先の施政方針演説において安倍晋三首相は、“選挙制度改革”についてこう呼びかけた。

「議員定数の削減や、選挙制度の見直しについても、各党各会派で話し合い、しっかりと結論を出していこうではありませんか」

 これを受けて自民党は、衆議院の比例区定数を30削減する改革案をまとめる方針を固めたと報道されている。

 現在の総定数は480。そのうち300が小選挙区で、180が比例区。自民党案では、小選挙区はそのまま300で、比例区が150議席となる。

 ただ、自民党は少数政党、特に公明党に配慮して150のうちの30議席を、少数政党に有利となる配分案を検討するらしい。最終案は公明党の同意を得て3月中には発表される見通しだ。

 これではあまりにも拙速だと言わざるを得ない。

選挙制度改革に対する
全く異質の「3つの要請」とは

 そもそも今回の選挙制度改革には3つの全く異質な要請がある。

 (1)昨年末、解散直前の「0増5減」の法改正は、一票の格差が“違憲状態”にあるとの最高裁の警告を受けたもの。

 違憲状態のまま断行された今回の総選挙には早速、3月6日に東京高裁が「違憲状態」からさらに踏み込み、ついに「憲法違反」の判決を下した。選挙自体は有効とされたものの、憲法違反の総選挙で選出された政治家はその正当性も薄められてしまった。そして早期の解散・総選挙によって信任を得る重大な政治的道義的責任が課せられたのである。

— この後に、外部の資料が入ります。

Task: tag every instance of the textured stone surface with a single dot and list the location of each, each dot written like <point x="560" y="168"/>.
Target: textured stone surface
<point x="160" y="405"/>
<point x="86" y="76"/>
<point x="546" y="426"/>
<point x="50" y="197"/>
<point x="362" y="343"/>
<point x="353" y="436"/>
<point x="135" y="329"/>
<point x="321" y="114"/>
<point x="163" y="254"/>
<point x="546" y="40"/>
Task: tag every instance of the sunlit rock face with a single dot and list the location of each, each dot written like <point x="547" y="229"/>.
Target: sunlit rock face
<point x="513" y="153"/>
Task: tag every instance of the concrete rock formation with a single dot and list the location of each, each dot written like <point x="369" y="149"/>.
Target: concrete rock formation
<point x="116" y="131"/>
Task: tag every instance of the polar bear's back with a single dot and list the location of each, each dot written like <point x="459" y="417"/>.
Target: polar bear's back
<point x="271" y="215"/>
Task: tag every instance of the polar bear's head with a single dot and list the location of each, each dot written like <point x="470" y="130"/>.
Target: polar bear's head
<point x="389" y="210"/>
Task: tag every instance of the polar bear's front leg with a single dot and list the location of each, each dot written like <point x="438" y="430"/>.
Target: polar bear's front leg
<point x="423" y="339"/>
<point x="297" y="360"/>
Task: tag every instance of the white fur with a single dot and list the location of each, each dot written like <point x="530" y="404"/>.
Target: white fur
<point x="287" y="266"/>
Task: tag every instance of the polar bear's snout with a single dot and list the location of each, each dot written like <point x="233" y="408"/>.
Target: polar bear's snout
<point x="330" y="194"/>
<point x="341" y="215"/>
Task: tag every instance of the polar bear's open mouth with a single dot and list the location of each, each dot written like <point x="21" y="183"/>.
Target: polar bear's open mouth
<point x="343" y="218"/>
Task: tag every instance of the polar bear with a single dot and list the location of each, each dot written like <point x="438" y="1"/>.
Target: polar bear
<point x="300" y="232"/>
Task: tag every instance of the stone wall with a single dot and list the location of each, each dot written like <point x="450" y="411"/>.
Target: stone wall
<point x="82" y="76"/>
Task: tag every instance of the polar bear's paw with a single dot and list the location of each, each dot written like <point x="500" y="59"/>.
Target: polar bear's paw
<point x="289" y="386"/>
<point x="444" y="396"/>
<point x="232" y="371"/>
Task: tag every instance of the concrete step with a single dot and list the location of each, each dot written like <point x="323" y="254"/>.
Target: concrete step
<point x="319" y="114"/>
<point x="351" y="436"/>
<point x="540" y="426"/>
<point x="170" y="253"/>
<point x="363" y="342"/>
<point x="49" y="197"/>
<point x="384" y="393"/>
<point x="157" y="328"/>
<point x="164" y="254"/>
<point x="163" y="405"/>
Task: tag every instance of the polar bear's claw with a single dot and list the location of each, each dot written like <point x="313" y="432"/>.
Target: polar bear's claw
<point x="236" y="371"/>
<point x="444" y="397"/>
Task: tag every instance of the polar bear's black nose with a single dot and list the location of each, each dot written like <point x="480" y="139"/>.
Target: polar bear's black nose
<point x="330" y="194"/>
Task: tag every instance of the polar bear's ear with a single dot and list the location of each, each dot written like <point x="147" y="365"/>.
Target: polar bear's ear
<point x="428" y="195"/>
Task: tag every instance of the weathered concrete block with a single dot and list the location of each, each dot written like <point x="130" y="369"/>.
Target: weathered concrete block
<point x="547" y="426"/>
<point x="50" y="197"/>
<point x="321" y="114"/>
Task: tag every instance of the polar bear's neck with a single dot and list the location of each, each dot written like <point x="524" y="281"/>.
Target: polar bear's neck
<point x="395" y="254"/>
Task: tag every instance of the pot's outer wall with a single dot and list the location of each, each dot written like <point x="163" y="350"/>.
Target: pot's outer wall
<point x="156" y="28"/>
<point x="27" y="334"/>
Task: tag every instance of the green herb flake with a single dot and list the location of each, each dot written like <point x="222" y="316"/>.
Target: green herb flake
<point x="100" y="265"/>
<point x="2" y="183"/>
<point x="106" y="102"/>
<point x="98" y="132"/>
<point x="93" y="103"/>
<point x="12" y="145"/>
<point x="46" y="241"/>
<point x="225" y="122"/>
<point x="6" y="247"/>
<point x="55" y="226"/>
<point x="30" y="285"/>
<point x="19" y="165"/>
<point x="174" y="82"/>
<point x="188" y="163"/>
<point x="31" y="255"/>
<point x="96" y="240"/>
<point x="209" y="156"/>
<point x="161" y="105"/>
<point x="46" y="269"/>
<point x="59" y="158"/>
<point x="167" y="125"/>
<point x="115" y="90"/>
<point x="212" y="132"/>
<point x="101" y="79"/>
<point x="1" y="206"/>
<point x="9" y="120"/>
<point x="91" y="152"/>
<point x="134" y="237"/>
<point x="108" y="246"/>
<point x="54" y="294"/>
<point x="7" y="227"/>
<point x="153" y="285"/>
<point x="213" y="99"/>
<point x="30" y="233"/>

 いずれにしろ、違憲状態で選出された衆議院議員には、早期の解散・総選挙で信任を得る重大な政治的・道義的責任がある。

 (2)消費税増税の前に政治と行政が率先して「身を切る」一環として議員定数を削減するというもの。

 これは、野田佳彦前首相が声高に叫び、「0増5減」と共に、自民、公明との3党改革案の方向づけをした。

 要するに、定数削減は、歳出削減を目標とするもの。